Design

Student Teaches Kuka Robot New Tricks with Some Help from 3D Printing

We really do live in a time of great discovery, as more and more we are seeing different approaches to digital manufacturing blend together to offer new solutions. While we quite literally have our hands full trying to keep up with “standard” 3D printing, we often run into cases where other technologies combine with 3D printing to push one another’s boundaries.

Kuka Weaving3

This is often seen in artistic and academic research, where the objective is not necessarily to produce something commercially viable as much as it is to explore new roads to find out if something can or cannot be done. This is the case for a graduate project conducted by Basia Dżaman for her Industrial Design studies at the School of Form in Poznan, Poland.

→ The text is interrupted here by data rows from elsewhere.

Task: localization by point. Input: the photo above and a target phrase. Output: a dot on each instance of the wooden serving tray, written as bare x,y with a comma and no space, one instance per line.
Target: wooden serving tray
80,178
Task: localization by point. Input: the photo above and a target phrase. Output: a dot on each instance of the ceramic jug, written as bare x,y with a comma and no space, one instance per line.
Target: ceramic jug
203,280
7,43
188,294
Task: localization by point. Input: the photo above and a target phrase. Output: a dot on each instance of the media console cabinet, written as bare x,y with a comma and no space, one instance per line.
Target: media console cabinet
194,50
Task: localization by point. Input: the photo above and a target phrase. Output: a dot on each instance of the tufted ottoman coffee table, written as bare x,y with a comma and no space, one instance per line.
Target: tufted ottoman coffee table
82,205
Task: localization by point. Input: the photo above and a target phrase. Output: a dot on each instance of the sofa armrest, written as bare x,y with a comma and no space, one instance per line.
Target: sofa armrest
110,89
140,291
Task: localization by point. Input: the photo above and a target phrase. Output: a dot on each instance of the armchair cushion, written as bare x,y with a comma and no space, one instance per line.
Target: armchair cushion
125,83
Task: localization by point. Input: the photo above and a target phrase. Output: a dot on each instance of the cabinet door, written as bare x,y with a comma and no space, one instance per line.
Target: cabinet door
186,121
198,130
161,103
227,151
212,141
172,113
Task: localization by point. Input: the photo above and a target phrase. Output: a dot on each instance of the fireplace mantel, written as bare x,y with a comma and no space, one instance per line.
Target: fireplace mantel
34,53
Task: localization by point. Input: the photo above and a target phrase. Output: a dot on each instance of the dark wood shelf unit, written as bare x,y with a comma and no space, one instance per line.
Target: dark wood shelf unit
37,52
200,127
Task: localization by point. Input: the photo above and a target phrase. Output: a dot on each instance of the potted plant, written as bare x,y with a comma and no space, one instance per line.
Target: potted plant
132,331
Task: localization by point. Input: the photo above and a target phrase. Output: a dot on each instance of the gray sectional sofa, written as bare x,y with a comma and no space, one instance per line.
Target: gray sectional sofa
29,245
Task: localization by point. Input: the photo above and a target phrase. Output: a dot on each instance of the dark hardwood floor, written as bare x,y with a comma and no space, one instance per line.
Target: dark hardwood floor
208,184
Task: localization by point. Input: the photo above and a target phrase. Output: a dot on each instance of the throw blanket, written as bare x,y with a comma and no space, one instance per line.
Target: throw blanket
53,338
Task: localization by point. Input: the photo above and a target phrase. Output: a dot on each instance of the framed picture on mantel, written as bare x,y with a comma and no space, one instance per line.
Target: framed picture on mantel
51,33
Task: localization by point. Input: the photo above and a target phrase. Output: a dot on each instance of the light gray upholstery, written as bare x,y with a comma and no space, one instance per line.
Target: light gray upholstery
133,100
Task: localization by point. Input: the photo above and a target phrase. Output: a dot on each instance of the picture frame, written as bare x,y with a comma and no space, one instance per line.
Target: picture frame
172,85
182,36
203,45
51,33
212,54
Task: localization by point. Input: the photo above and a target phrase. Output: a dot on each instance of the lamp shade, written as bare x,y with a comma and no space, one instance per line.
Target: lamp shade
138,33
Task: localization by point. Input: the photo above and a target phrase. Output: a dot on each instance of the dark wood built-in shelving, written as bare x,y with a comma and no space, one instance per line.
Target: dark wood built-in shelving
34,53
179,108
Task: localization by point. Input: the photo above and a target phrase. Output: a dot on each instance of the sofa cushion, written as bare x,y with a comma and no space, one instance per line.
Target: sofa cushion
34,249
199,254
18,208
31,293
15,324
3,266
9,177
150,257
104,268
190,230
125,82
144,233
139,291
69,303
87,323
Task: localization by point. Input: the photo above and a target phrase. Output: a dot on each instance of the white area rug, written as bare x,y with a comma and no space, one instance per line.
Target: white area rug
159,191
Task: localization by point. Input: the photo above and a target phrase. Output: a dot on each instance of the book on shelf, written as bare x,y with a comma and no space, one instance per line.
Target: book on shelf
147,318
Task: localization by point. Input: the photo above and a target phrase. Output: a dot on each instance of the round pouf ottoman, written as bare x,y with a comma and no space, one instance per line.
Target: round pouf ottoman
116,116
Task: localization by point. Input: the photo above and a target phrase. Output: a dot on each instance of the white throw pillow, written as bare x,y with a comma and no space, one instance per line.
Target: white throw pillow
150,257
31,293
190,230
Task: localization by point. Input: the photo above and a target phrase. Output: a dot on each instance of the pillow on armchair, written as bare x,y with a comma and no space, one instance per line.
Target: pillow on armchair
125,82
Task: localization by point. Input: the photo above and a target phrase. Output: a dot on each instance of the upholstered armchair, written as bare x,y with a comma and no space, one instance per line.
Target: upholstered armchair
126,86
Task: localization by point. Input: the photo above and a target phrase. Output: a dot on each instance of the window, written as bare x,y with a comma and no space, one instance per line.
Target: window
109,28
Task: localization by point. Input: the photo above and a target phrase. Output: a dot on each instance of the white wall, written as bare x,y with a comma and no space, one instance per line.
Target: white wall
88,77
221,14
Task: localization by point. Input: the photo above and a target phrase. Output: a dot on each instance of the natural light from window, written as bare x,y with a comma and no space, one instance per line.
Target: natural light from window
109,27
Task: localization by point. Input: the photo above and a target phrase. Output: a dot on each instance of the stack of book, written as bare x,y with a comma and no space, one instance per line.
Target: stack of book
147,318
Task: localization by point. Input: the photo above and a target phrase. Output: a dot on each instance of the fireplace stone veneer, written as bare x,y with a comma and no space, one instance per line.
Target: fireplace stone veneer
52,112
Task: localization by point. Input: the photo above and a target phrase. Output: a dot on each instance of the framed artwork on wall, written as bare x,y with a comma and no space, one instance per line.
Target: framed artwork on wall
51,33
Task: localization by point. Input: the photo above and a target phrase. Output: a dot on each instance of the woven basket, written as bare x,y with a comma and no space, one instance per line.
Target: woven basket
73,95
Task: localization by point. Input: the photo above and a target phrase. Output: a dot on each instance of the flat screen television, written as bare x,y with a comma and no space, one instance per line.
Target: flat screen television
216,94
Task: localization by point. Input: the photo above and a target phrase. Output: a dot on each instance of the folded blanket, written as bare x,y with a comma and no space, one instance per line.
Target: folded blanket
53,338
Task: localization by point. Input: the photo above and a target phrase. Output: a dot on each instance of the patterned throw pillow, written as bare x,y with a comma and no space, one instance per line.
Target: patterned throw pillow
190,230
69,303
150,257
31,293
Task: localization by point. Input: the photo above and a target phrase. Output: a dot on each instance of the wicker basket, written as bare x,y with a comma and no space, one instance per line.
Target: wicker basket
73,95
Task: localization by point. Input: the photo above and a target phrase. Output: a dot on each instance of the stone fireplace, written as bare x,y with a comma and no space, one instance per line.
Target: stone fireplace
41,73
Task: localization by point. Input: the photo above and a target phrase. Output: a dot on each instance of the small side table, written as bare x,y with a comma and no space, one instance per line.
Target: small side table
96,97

Having access to a Kuka robotic arm, she was able to 3D print tailor made parts that enable the machine to weave carbon fiber coated with resin. The Kuka arm can be used for just about any type of digital production (Basia herself has programmed it to be a plotter and CNC mill in the past) and even as an extrusion system for 5 and 7 axes 3D printing.

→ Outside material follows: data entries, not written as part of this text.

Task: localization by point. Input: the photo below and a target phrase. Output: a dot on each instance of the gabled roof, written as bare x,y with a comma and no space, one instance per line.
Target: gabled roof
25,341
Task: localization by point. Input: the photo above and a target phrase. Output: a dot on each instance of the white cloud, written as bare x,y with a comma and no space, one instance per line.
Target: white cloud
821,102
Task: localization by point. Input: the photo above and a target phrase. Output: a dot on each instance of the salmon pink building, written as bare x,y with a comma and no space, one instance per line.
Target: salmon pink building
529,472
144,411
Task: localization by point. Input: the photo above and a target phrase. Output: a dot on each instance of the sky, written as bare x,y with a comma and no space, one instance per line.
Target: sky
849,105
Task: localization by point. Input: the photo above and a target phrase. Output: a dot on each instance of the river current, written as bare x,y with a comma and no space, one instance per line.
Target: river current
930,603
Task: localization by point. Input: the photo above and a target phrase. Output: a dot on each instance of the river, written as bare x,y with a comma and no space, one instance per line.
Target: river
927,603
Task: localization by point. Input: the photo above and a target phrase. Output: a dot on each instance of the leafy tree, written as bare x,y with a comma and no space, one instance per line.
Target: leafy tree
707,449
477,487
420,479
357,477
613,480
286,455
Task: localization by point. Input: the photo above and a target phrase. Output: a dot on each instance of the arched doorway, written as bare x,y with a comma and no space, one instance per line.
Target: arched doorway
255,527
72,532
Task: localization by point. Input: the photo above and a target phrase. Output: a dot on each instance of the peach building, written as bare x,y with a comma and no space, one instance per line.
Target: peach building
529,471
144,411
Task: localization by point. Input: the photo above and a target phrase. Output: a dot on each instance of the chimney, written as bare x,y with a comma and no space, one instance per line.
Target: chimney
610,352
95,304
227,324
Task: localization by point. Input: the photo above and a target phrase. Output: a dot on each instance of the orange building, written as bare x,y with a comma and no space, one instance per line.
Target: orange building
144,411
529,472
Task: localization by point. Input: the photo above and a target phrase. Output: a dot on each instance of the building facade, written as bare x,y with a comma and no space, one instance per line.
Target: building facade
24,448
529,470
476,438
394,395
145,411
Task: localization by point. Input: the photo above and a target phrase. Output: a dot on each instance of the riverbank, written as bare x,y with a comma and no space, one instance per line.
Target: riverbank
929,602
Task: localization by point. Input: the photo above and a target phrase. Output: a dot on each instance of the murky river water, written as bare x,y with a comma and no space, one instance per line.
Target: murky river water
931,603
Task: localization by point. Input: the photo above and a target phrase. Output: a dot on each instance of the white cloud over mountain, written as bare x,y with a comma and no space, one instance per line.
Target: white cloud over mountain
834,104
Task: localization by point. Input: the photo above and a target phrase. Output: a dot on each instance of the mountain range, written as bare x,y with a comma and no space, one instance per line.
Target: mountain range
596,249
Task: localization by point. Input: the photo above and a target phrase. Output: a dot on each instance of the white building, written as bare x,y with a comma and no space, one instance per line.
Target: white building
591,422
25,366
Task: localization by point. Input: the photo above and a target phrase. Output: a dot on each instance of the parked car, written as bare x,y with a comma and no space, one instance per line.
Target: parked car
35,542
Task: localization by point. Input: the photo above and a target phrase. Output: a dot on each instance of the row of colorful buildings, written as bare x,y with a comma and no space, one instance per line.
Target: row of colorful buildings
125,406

In this case, Basia programmed it using Grasshopper to operate as an advanced “weaving machine” and was, thus, able to build a carbon construction around a supporting structure. The resulting stitches were taken from a Polish traditional embroidery style called “snutki” and were used as an example of “how to use the technology”. The program that guides the robot is flexible and generates a different outcome depending on the input points.

Kuka Weaving2

She built the tailor-made Kuka parts on a Zortrax 3D printer. Each part took a maximum of 3-5 hours to manufacture and assemble onto the robot. While the possible applications of this new trick will require some more exploration, the fact itself that such a project was possible seems significant. Before desktop 3D printing, developing a tailor-made component for a Kuka Robot within the context of a student project was not a matter of time, it was just plain impossible.